Вошли двое. Один со знакомым ершиком на голове, другой с длинным, артистического вида лицом, длинноволосый. Как скрипач Паганини, только писаный красавец. Он был моложе всех – лет шестнадцать, не больше. Эти двое присоединились к почти машинальной еде и питью водки. Белые, матовые стаканчики сновали в воздухе.

– Ты, бятянь, на нас злишься, ты, я чую, очень сердишься. – Это «кукурузина» отвела мой локоть в сторону. Щека у него дернулась. – Ты знаешь, отче, мы мирные люди. Мы, блин, спортсмены.

Да, я злился. Страх ушел, на его место с каким-то звоном и упругостью села злость. Сейчас хотя бы одного врежу по жилистой шее ребром ладони. От батяни, батюхи и отца родного.

«Блин-блин-блин-блин, в натуре, в натуре, в натуре, все путем, все путем». Но мелькали фамилии. Часто «Терпогосов». Скорее всего, Терпогосов был тренером и отдыхал в соседнем вагоне.

Новый «ежик» вытеснил меня с полки: «Подвиньсь, батя!»

И я как-то враз, не ощущая перехода, оказался в тамбуре с сигаретой. Я сказал с «удовольствием», потому что столкнул меня не «ежик», а общий тон этой случайной компании. В тамбуре легче дышалось. Задымленный тамбур напоминал избу Храмовых и чудесные физиономии мужиков, барахтающихся в чаду злых папирос «Прибой» или «Север». Какие-то папиросы стоили тогда 12 копеек, какие-то 14. Дядя Коля Храмов дымил «Охотничьими» сигаретами за 8 копеек пачка. А вот «Махорочные» продавались по 6.

Я приходил в себя, вспоминая стоимость ценного дерьма, забитого в бумажные шелестящие цилиндры.

Да ведь и в футбол тогда играли! В совершенно другой футбол. Мяч – покрышку нам шил Немой за три десятка куриных яиц. Из брезента. А камеру покупали в городе Сызрани, когда кто-нибудь туда ездил сдавать в заготконтору заколотых овец.

Это было тогда. Тогда в мире не существовало страха. А теперь? Теперь вот стало известно, что человек держится на нем. Он боится умереть, попасть в лапы хвори, потерять близких, остаться голодным. Да мало ли. А уж о физической боли и не говорю. Подростком я смотрел кино о бесстрашном революционере, которого пытали раскаленным железом и при этом наблюдали за зрачками. Расширятся – значит, больно. Карбонарий умел держать себя так, что и зрачки не расширялись. Я не революционер. Теперь мои страхи волнообразны, как морские приливы-отливы. Скорее всего, они связаны с Луной.
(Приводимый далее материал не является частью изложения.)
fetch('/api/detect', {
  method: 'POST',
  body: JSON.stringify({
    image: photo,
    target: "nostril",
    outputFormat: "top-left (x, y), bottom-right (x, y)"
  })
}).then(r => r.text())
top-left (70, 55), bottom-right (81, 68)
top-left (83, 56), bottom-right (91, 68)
Вот с этим холодным светом, внезапно хлынувшем из окна. Это – прелюдия страха. Страх всегда чем-то отмечает себя. Будто тебя, расплющенного, помещают под холодное предметное стекло. И вот, пожалуйте, итог. Остов. Реализм, как на прилавке магазина. Пошарив глазами, по истертым спинами стенкам тамбура, я уперся в ужас. Из приоткрытого тамбурного ящика торчала маленькая человеческая нога. Детская. Да, нога.

Явственно были видны круглые головки пальчиков и ямочка под коленом. Нога была загорелой и в этом ледяном свете казалась живой. Но недвижимой. Кровь ударила в голову. «А ведь в соседнем купе, – я задыхался, – в соседнем купе детский плач прекратился».

Испуг тут же ищет свои причины. И находит.

Я научился на время, на короткое время, преодолевать страх. Я дотянулся до ноги ребенка. Холодная. Не живая… И как же ей быть живой? В контейнере.